This week, U.N. inspectors are investigating claims of chemical weapons used in Syria, according international media. The international community is waiting to hear what they find.

Meanwhile, White House officials already have pinned the attack on the Syrian government citing “undeniable” proof.

The suspected attack crosses the “red line” of deterrent President Barack Obama drew last year. The White House is considering all options, from a naval assault to putting boots on the ground.

On Tuesday, Vice President Joe Biden made a lofty claim during a speech in Texas: “There is no doubt who is responsible for this heinous use of chemical weapons: the Syrian regime.”

We, on the other hand, are not so sure.

Offering little proof, the White House has assured Americans they have “undeniable” evidence that Syrian President Bashar al-Assad used chemical weapons. If so, we would like to see it.

A decade ago, we heard a different president offer similar claims against Iraq. They were false; the result was more than 6,500 dead U.S. service members.

In 2003, the majority of students were in elementary school. For most of us, the men and women fighting and dying were distant heros.

This time, the coffins would be filled by our peers. The dead would include our friends, classmates and siblings.
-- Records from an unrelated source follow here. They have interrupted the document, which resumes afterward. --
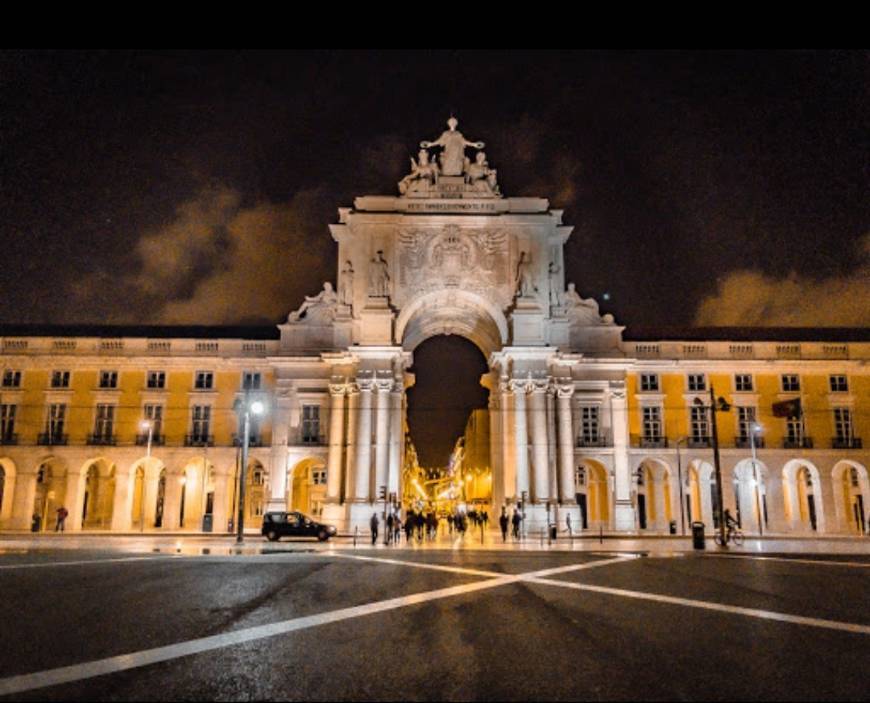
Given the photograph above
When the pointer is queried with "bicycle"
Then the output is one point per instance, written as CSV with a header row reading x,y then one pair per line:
x,y
735,535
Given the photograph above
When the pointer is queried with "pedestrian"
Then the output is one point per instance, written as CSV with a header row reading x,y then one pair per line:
x,y
503,523
62,512
373,523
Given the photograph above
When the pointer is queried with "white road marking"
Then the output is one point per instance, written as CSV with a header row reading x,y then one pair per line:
x,y
820,562
708,605
78,672
47,564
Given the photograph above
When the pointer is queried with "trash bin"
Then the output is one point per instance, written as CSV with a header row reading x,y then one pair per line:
x,y
698,535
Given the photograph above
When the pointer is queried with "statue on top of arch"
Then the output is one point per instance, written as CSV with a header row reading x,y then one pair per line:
x,y
452,162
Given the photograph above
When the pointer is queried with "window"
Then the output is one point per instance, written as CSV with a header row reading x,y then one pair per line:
x,y
839,384
251,381
745,422
310,424
55,421
698,423
201,420
743,382
11,379
791,382
697,382
649,382
652,422
154,415
589,424
7,422
843,424
104,424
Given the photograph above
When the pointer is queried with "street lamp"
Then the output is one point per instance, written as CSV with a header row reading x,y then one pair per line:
x,y
680,441
722,406
247,407
753,428
149,426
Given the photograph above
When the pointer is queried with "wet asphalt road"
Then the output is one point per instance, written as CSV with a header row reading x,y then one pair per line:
x,y
509,639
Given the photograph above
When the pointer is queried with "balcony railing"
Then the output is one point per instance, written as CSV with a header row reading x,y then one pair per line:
x,y
108,440
254,440
199,440
599,441
52,439
156,439
846,443
797,443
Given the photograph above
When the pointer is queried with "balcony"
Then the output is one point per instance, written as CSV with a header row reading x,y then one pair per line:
x,y
157,439
254,440
653,442
103,440
52,439
199,440
601,440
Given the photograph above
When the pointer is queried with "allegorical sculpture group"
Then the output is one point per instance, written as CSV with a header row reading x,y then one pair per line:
x,y
452,162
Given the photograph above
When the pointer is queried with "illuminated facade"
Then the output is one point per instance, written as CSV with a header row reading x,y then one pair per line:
x,y
583,418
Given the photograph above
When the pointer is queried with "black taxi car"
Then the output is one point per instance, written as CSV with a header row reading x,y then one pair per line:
x,y
280,524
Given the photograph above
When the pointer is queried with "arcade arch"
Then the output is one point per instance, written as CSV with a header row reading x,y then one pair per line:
x,y
591,485
851,496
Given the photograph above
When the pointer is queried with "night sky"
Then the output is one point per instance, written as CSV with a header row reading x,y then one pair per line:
x,y
705,188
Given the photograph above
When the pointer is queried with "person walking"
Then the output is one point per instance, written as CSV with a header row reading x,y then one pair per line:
x,y
373,523
62,512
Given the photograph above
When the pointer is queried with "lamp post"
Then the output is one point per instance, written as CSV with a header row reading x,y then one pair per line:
x,y
145,425
713,407
246,407
753,428
680,440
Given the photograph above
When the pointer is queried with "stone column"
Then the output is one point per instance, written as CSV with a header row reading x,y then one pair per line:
x,y
336,442
622,506
521,437
566,444
393,478
122,503
363,461
538,407
382,436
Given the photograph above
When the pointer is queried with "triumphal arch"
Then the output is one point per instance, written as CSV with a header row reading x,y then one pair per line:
x,y
451,254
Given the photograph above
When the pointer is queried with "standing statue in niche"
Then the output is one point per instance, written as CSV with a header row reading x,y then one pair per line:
x,y
453,146
555,297
345,289
525,279
379,276
422,174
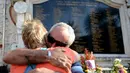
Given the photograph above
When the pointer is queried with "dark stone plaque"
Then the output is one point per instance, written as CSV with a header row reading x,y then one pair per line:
x,y
97,26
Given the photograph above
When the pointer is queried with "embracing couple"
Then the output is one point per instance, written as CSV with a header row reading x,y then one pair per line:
x,y
45,52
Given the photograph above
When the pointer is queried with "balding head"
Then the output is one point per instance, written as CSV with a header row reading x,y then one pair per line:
x,y
63,32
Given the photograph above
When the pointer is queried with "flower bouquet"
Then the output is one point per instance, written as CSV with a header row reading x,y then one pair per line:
x,y
118,67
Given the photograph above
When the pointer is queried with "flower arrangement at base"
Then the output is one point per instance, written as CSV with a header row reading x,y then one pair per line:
x,y
118,67
88,63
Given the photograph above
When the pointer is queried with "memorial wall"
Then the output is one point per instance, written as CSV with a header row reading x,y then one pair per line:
x,y
97,25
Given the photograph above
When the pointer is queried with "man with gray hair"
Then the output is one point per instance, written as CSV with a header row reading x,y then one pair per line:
x,y
60,34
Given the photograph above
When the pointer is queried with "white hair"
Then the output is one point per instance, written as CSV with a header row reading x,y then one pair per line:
x,y
70,31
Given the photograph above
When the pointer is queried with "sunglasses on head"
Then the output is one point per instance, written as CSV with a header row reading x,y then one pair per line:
x,y
57,43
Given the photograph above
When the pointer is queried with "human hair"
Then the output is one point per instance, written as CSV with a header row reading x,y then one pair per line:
x,y
70,31
33,33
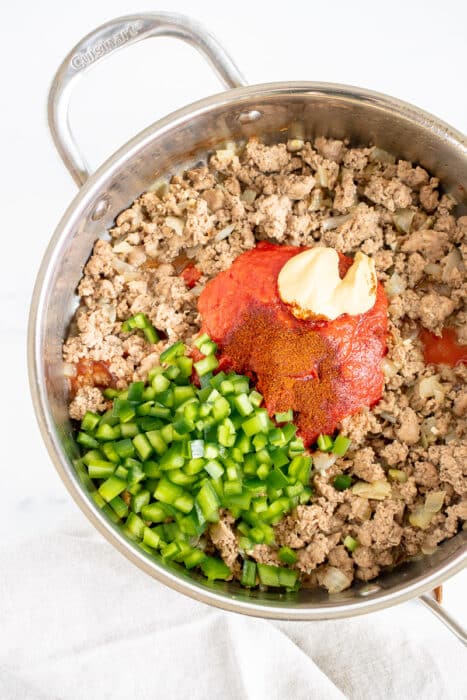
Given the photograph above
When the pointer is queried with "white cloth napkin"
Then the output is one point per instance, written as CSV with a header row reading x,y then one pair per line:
x,y
78,621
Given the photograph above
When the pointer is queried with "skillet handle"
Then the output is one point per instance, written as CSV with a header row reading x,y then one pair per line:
x,y
437,609
104,41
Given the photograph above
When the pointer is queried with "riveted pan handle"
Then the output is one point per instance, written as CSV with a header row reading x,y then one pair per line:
x,y
103,42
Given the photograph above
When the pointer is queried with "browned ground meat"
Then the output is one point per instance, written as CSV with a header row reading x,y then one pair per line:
x,y
291,192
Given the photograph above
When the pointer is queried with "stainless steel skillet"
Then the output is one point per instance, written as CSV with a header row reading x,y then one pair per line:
x,y
168,145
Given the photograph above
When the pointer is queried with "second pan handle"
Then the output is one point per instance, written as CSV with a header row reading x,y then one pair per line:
x,y
104,41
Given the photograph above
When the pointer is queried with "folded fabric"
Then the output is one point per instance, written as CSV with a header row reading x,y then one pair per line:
x,y
78,621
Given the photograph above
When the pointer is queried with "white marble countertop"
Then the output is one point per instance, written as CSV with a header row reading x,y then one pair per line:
x,y
415,51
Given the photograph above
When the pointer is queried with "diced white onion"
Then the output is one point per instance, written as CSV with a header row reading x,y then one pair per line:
x,y
420,518
388,416
430,387
395,285
176,224
335,580
248,196
403,219
335,221
322,176
122,267
378,490
389,368
294,145
432,269
423,515
434,501
225,233
122,247
452,261
323,460
316,199
69,370
398,475
109,311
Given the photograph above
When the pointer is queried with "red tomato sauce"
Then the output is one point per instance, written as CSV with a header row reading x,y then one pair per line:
x,y
444,349
323,370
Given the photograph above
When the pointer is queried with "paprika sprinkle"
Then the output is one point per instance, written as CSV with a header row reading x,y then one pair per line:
x,y
323,370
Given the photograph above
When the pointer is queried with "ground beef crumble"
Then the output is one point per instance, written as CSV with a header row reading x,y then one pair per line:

As the president deliberates on what actions to take and calls on leaders of other western nations, reports indicate four U.S. naval destroyers have repositioned near Syria and are awaiting further orders, according to the Wall Street Journal. They carry the same style of missile used in the Libya intervention in 2011.

It is not clear whether a military intervention would include boots on the ground. But since the President has not ruled it out, we can only assume it still is an option.

It is necessary to urge the president — the liberal law professor who first ran on a platform of ending open-ended wars in the Middle East — not to repeat the same mistake as his predecessor.

If the United States uses military force against Syria, it must rest on international support and concrete facts. Our generation cannot accept assumption, speculation or innuendo as reasons to die overseas.

Obama is not alone. The U.K. and France also are pushing for action and aligning their forces.

That is not enough. If Obama decides to take action, it should only be with the support and shared sacrifice of the majority of the Western world.

Although we understand the gravity of the situation in Syria, the president needs to more clearly define and support his reasons for intervention, if it indeed comes to that.

Decades after the Vietnam War ended, former Secretary of Defense Robert McNamara revised his stance.

“If we cannot persuade other nations with similar interests and similar values of the merits of the proposed use of that power, we should not proceed unilaterally except in the unlikely requirement to defend directly the continental U.S., Alaska and Hawaii,” he said in the 2003 documentary “The Fog of War.”

Similar to McNamara, the U.S. must learn from its mistakes.